The inefficient management of government corporations is worsened by high executive turnover. As a result of the anti-corruption campaign led by President Xi, many SOE executives were forced to resign and replaced by managers who lack a coherent strategy. As a result, many of the SOEs are no longer as efficient as they once were.
At the beginning of the 21st century, state-owned enterprises represented more than a third of China’s industrial enterprises. They also accounted for half of their main business income and half of their total profits. However, this proportion has fallen to one-fifth of this number by 2017, although their overall profits have increased a bit.
The SOEs also pose a major challenge to economic reform in China. Many foreign politicians claim that their privileges make it unfair for foreign investors to invest in China. But in reality, China made investments of $60 billion overseas in 2011 alone, and they continue to do so.
Corruption in China’s economy has many forms and is rampant throughout the country.

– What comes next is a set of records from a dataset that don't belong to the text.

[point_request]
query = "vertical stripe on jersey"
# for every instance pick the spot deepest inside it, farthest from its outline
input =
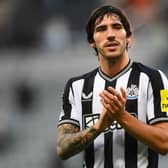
(66, 104)
(153, 158)
(131, 145)
(157, 85)
(87, 109)
(108, 139)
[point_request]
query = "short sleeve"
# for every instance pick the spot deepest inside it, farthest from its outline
(155, 111)
(68, 112)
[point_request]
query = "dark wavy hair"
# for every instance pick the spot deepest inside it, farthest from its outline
(99, 14)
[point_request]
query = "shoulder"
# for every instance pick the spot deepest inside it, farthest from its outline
(149, 71)
(84, 76)
(156, 76)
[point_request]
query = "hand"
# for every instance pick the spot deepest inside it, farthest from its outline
(113, 101)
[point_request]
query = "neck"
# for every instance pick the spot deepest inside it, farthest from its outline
(112, 66)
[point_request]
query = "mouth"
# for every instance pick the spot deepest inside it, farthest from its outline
(111, 44)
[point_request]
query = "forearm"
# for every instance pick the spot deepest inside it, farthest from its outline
(69, 144)
(155, 137)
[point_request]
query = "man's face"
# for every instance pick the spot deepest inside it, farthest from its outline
(110, 37)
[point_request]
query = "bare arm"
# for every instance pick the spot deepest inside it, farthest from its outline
(71, 141)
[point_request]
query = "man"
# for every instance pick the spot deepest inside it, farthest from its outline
(117, 113)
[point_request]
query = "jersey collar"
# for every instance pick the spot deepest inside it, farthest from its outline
(124, 70)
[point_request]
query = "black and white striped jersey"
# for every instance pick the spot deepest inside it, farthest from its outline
(147, 100)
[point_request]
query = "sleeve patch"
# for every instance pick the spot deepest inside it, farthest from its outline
(164, 100)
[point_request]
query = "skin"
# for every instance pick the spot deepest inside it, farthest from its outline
(111, 41)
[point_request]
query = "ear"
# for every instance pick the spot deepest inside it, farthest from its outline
(129, 41)
(92, 45)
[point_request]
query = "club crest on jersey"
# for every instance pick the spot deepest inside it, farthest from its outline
(87, 97)
(132, 92)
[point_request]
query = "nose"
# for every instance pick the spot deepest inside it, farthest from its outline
(110, 33)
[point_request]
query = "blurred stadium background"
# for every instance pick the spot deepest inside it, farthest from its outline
(42, 44)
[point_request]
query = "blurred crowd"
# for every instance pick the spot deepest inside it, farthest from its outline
(38, 32)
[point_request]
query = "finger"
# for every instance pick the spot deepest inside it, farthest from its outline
(123, 92)
(107, 96)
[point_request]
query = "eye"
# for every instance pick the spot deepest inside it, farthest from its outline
(100, 28)
(117, 26)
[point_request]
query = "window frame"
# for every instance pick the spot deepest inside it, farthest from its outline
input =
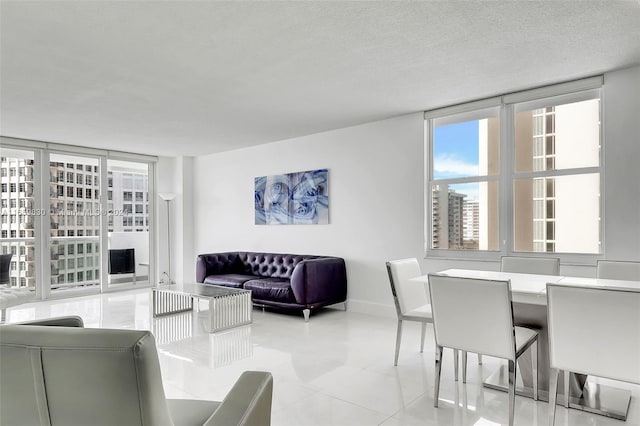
(509, 105)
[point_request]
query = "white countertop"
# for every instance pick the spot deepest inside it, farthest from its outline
(532, 288)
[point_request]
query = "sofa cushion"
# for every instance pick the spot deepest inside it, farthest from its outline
(229, 280)
(270, 264)
(270, 289)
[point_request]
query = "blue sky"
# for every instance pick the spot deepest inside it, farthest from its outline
(456, 150)
(455, 154)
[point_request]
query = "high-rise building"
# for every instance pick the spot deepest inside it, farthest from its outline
(471, 224)
(448, 204)
(75, 217)
(17, 229)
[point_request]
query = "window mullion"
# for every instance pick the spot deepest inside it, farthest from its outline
(507, 167)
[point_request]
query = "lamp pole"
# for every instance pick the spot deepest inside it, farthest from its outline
(167, 197)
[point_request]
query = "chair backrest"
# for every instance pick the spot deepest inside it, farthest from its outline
(407, 295)
(5, 265)
(474, 315)
(594, 331)
(93, 377)
(122, 261)
(618, 270)
(530, 265)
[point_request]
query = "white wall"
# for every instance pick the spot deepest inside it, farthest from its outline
(375, 200)
(376, 175)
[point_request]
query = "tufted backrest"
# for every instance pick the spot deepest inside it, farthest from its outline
(273, 265)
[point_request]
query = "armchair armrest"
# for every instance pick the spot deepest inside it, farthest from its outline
(248, 403)
(69, 321)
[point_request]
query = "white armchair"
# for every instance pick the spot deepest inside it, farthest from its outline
(592, 331)
(107, 377)
(411, 300)
(476, 315)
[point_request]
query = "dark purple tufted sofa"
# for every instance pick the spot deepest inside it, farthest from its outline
(288, 281)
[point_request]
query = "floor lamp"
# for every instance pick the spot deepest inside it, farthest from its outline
(168, 197)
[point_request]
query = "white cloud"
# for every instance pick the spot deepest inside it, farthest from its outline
(447, 166)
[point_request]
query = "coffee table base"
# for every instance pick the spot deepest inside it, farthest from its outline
(228, 311)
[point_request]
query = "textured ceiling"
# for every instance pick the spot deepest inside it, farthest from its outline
(196, 77)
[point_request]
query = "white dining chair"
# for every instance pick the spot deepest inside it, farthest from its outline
(530, 265)
(618, 270)
(585, 323)
(476, 315)
(411, 300)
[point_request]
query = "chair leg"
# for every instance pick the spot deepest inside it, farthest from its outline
(464, 366)
(436, 379)
(455, 365)
(398, 340)
(512, 390)
(534, 368)
(566, 388)
(553, 395)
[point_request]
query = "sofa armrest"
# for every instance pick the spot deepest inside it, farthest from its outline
(322, 280)
(201, 268)
(215, 263)
(248, 403)
(69, 321)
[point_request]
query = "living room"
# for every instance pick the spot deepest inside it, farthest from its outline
(325, 370)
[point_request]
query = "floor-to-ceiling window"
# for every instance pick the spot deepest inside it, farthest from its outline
(19, 214)
(128, 221)
(64, 208)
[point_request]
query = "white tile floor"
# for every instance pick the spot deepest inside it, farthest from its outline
(336, 369)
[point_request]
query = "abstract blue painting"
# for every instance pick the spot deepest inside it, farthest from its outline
(292, 198)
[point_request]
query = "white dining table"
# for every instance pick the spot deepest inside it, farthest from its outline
(529, 296)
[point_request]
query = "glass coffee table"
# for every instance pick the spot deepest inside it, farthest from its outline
(228, 307)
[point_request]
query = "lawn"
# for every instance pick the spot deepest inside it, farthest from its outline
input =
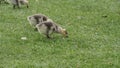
(93, 27)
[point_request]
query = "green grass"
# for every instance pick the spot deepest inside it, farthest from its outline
(94, 40)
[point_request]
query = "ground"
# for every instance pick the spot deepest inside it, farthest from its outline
(93, 27)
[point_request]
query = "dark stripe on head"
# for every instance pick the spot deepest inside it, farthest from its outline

One of the most prevalent forms of corruption is petty theft, which involves the misuse of public funds and extortion from rank-and-file government officials. It affects all levels of elite, from the most affluent to the poorest. It is estimated that as many as half of the cadre force is involved in corrupt practices.
Despite the rising middle class, many people still do not have the financial means to jump hospital queues or pay red pocket money to rank-and-file officials. Although petty theft is less prevalent than a decade ago, some of the forms of corruption have grown increasingly hidden. While some people may be unaware of this corruption, others have suffered the consequences. Some have lost their jobs in SOE takeovers, and others have had their houses and land illegally demolished.
Corruption in China’s economy is a global problem, but it is not just a local problem. Western capitalists are at the root of the problem. Their reliance on the Chinese economy makes it necessary for them to maintain the CCP dictatorship, which they understand as the best regime for the Chinese people. Some economic liberals claim that a more open market will solve this problem. But the only way to end corruption in China’s economy is to fight for mass democratic control.
Despite the growing corruption problem in China, the government is willing to sacrifice corrupt officials in the name of public interest. But it is important to note that the government wants to keep this corruption investigation within “safe limits,” and crackdown on independent whistleblowers. The JPMorgan investigation into the railway sector is a good example of this. In March, the old Ministry of Railways was dissolved, and 15 senior officials were either dismissed or arrested for corruption.
While China is considered a quasi-communist economy, the close ties between business and government are still apparent. The Corruption Perception Index scores China in the 40s, which is a slight improvement from its 2012 score of 39.